Sa conclusion? «Après un échange téléphonique avec un dirigeant étranger, Trump a fait un énorme cadeau à la Russie, à l’Iran et au groupe État islamique».

«Trahison ignoble»

Chez les démocrates aussi, les critiques fusaient.  

L’ancienne secrétaire d’État Hillary Clinton a accusé Donald Trump de s’être «allié avec les dirigeants des régimes autoritaires turcs et russes aux dépens de nos alliés loyaux et des intérêts américains».  

«Sa décision est une trahison ignoble aussi bien des Kurdes que de son serment présidentiel», s’est-elle indignée sur Twitter.  

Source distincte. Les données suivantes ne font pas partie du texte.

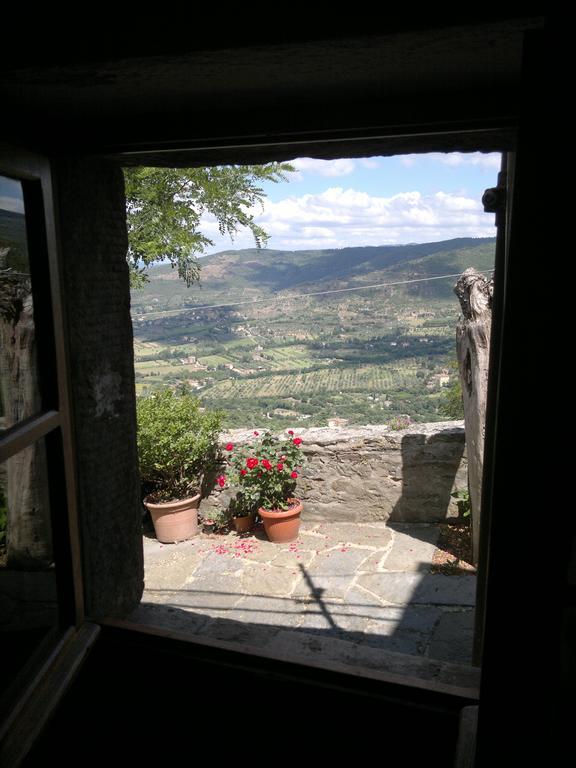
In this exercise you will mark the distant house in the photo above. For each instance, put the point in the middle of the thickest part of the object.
(337, 422)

Le candidat à la primaire démocrate Bernie Sanders a souligné qu’il prônait depuis longtemps la fin de l’«intervention militaire» américaine au Proche-Orient. «Mais l’annonce soudaine de Donald Trump […] est extrêmement irresponsable», a-t-il tweeté. «Elle mènera probablement à plus de souffrances et d’instabilité».  

Plus tôt dans la matinée, Donald Trump a expliqué qu’il voulait laisser aux différents protagonistes du conflit syrien le soin de «résoudre la situation» eux-mêmes. Lundi, les troupes américaines déployées dans le nord de la Syrie ont débuté leur retrait de secteurs proches de la frontière turque.